Призыв к сопротивлению им виделся во всём. Фон Клук утверждал, что объявления бельгийского правительства, предупреждавшие народ против враждебных действий, фактически являлись «подстрекательством гражданского населения стрелять во врага». Людендорф обвинял бельгийское правительство в том, что оно «систематически организует гражданское население для ведения войны». Кронпринц прибегал к той же теории, но в отношении сопротивления, оказанного французами. Он жаловался, что «фанатики» в районе Лонгви стреляли в нас «предательски и вероломно» через окна и двери из охотничьих ружей, «специально для этого присланных из Парижа». Если бы во время своих поездок наследный отпрыск получше познакомился с французской деревней, где ружьё для охоты на зайцев по воскресеньям было такой же неотъемлемой частью домашних вещей, как и пара штанов, он бы сообразил, что для вооружения франтирёров незачем было высылать ружья из Парижа.

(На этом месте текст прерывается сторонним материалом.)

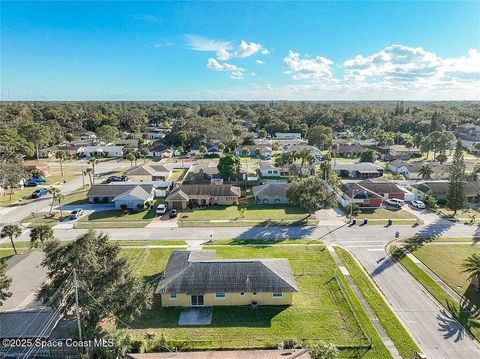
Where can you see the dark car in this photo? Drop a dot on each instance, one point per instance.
(39, 193)
(114, 179)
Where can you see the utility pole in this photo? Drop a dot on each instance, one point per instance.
(77, 307)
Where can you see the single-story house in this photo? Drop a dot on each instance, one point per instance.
(385, 188)
(196, 278)
(103, 151)
(288, 136)
(399, 152)
(265, 151)
(354, 193)
(185, 196)
(346, 150)
(271, 193)
(360, 170)
(149, 172)
(439, 190)
(133, 196)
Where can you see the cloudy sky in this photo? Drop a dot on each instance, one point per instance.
(240, 50)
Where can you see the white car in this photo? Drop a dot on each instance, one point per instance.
(395, 202)
(418, 204)
(161, 209)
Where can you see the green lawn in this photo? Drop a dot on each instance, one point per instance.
(446, 261)
(320, 310)
(461, 315)
(392, 325)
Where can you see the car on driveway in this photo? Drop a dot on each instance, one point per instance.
(161, 209)
(395, 202)
(39, 193)
(418, 204)
(76, 213)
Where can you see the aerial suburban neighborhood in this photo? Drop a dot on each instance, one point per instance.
(169, 189)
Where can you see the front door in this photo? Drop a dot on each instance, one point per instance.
(197, 300)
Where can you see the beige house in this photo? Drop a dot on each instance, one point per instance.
(149, 172)
(196, 278)
(186, 196)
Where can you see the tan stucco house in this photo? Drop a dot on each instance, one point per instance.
(186, 196)
(196, 278)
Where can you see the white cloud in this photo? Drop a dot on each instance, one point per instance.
(235, 71)
(304, 69)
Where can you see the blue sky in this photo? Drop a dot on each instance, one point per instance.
(240, 50)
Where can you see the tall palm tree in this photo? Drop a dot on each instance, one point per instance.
(93, 162)
(426, 171)
(11, 231)
(471, 266)
(60, 155)
(55, 193)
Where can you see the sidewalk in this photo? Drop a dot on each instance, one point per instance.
(370, 313)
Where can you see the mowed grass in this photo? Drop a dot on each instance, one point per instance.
(392, 325)
(446, 262)
(320, 310)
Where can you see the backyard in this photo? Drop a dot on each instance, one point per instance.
(320, 310)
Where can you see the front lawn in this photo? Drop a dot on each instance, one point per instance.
(320, 310)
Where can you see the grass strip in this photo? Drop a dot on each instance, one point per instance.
(392, 325)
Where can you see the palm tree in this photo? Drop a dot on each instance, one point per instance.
(55, 193)
(471, 266)
(426, 171)
(11, 231)
(93, 161)
(60, 155)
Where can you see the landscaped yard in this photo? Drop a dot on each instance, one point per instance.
(320, 309)
(252, 214)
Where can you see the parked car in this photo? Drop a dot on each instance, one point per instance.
(161, 209)
(418, 204)
(114, 179)
(395, 202)
(76, 213)
(39, 193)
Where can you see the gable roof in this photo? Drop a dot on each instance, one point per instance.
(115, 189)
(272, 189)
(196, 272)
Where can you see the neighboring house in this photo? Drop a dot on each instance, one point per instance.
(149, 172)
(196, 278)
(192, 195)
(314, 150)
(271, 193)
(268, 169)
(360, 170)
(103, 151)
(288, 136)
(362, 197)
(469, 132)
(399, 152)
(346, 150)
(265, 151)
(439, 190)
(134, 196)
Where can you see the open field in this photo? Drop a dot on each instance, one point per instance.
(392, 325)
(446, 261)
(320, 310)
(451, 305)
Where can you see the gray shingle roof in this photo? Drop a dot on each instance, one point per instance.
(196, 272)
(114, 190)
(28, 324)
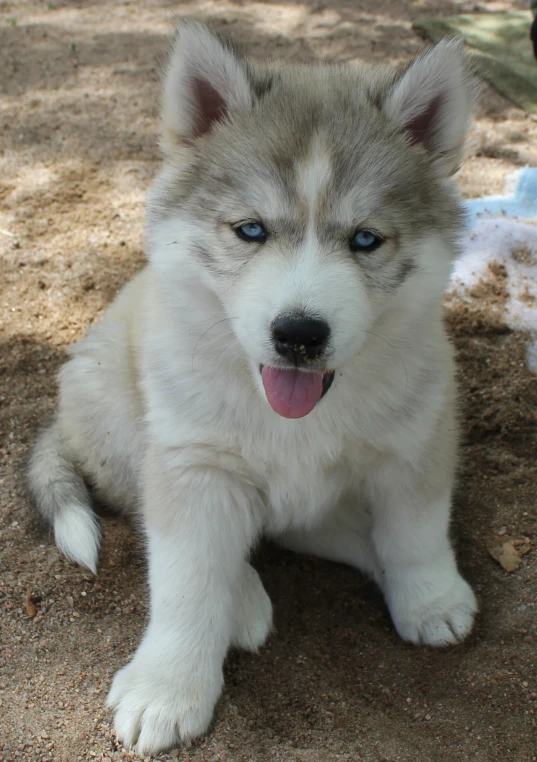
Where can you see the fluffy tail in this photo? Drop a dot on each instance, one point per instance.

Германские сообщения о пребывании войск на вражеской территории полны истерических воплей о партизанской войне. Людендорф назвал её «отвратительной». Он, чьё имя вскоре стало синонимом обмана, насилия и хитрости, шёл на войну, как он говорил, с «благородными и гуманными концепциями её ведения», но методы франтирёров «лично в нём вызвали горькие разочарования». Капитана Блоэма преследовала «ужасная мысль», что он может быть ранен или убит выстрелом из оружия в руках гражданского лица, хотя ещё две недели назад он сам был таким же. Во время изнурительного марша, когда за день было пройдено двадцать восемь миль, сообщает он, никто из солдат не отстал, поскольку «мысль попасть в руки валлонов была страшнее, чем стёртые ноги» – вот ещё один аспект огромных мучений марша на Париж.
Ужас немцев перед страшными франтирёрами был порождён тем, что гражданское сопротивление было по своей сути стихийным. Если есть выбор между несправедливостью и беспорядком, писал Гёте, немец выберет несправедливость. Воспитанный в государстве, где отношение подданного к правителю не имеет никакой иной основы, кроме подчинения, он не в состоянии понять государства, организованного на другой основе, а попав в такую страну, испытывает огромное неудобство. Чувствуя себя в своей тарелке только в присутствии власти, он рассматривает гражданского снайпера как нечто особенно зловещее. С точки зрения Запада, франтирёр – герой, для немца же он – еретик, угрожающий существованию государства. В Суассоне стоит памятник из бронзы и мрамора, посвящённый трём учителям, в 1870 году поднявшим на восстание против пруссаков студентов и местных жителей. Глядя на него с изумлением, германский офицер сказал американскому журналисту в 1914 году: «Уж эти французы! Ставят памятник, чтобы прославлять франтирёров. В Германии никому не разрешат сделать что-либо подобное. Да и вряд ли кому это в голову придёт».
Чтобы соответствующим образом настроить германских солдат, все немецкие газеты с первой же недели, как вспоминает капитан Блоэм, пестрели сообщениями о творящихся бельгийцами «ужасных жестокостях… о вооружённых священниках во главе банд гражданских лиц, совершавших лютые зверства… о предательских засадах, в которые попадали патрули, о часовых, найденных с выколотыми глазами и отрезанными языками». Подобные «ужасные слухи» уже 11 августа достигли Берлина и попали на страницы дневника княгини Блюхер. Германский офицер, у которого она хотела удостовериться в их правдивости, сообщил, что в ахенском госпитале как раз находятся тридцать офицеров, которым выкололи глаза бельгийские женщины и дети.
Страхи, подогретые подобными рассказами, легко давали германскому солдату при одном только крике «Снайперы!» повод к погромам, убийствам и поджогам, тем более если их к этому поощряли офицеры.
Двадцать пятого августа начался поджог Лувена. Средневековый город, лежащий на дороге из Льежа в Брюссель, был известен своим университетом и не имеющей себе равных библиотекой, основанными в 1426 году, когда Берлин был ещё горсткой деревянных домишек. Размещённая в зале XIV века, называемом «Залом швейников», библиотека насчитывала 230 тысяч томов, в её собрании хранилась уникальная коллекция из 750 средневековых манускриптов и свыше тысячи инкунабул. Фасад городской ратуши, называемый «жемчужиной готического искусства», представлял собой каменный гобелен с высеченными рыцарями, святыми и дамами, роскошный уже сам по себе. Алтарь церкви Святого Петра украшали панели работы Дирика Бута и других фламандских мастеров. Сожжение и разграбление Лувена сопровождалось неизбежным расстрелом жителей и продолжалось шесть дней, оборвавшись так же неожиданно, как и началось.